Formel 1: fia stoppt boost-modus bei regen – miami steht vor test!

Miami, Florida – Die Formel 1 wird schneller, gefährlicher und unberechenbarer. Die FIA reagiert auf wachsende Sicherheitsbedenken rund um die neuen 2026er-Boliden und zieht eine klare Linie: Ab dem kommenden Grand Prix in Miami ist der Boost-Modus bei Regen komplett verboten. Eine Entscheidung, die die Teams vor eine neue Herausforderung stellt und das Rennen in Florida zu einem echten Test für Fahrer und Strategen macht.

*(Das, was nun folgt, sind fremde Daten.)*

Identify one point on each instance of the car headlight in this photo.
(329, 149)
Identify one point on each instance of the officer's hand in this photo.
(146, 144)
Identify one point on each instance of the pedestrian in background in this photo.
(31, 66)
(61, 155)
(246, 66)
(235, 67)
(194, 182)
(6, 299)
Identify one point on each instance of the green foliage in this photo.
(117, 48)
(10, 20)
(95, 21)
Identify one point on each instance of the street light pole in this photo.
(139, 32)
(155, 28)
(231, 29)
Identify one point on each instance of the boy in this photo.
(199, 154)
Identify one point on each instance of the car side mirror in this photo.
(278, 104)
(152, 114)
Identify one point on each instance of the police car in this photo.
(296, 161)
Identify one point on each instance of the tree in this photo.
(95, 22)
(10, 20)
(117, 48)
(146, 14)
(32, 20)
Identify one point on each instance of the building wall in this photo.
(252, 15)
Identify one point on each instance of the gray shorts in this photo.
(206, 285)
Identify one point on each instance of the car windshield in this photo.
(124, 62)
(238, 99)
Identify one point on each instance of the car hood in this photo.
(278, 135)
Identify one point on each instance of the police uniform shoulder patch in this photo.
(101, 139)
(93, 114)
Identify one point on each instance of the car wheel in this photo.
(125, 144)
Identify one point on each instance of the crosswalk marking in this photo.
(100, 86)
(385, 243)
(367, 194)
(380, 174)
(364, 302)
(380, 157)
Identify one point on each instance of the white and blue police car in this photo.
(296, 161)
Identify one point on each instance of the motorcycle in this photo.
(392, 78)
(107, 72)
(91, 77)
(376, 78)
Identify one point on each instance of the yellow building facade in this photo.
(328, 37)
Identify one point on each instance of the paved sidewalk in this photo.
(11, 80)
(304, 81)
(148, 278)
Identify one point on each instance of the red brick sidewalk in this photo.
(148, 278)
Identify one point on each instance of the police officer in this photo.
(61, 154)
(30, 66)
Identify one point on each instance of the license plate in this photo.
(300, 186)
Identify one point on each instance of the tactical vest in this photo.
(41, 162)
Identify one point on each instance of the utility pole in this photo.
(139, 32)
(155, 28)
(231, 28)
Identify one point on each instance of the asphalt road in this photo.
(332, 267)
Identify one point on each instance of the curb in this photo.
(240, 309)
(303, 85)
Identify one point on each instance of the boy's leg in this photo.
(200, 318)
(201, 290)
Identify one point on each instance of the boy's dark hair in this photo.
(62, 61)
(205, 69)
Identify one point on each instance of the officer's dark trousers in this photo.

Die gefahr lauert im nassen

Die gefahr lauert im nassen

Die neuen Fahrzeuge verfügen über einen leistungsstarken 350-kW-Elektromotor, der ein nahezu sofortiges Drehmoment liefert. Gerade auf nassem Asphalt kann dieser Leistungsschub das Heck der Autos instabil machen und das Risiko von Kontrollverlusten erhöhen. Obwohl die Saison bisher keine klassischen Regenrennen erlebt hat, waren die Warnungen der Fahrer bereits früh laut. Sie befürchteten gefährliche Situationen, insbesondere beim Beschleunigen aus Kurven.

Die FIA hat nun offiziell Artikel B7.2.1g des Regelwerks angepasst: „In Low Grip Conditions the use of Boost mode (…) will be inhibited and is not allowed.“ Eine deutliche Ansage, die das Potenzial für dramatische Szenarien im Rennen deutlich verringert. Nikolas Tombazis, FIA-Single-Seater-Direktor, betont, dass es sich um eine „Evolution, nicht Revolution“ des Regelwerks handelt. Das Ziel ist klar: Qualifying, Zweikämpfe, Starts und vor allem das Fahren im Nassen sollen sicherer werden.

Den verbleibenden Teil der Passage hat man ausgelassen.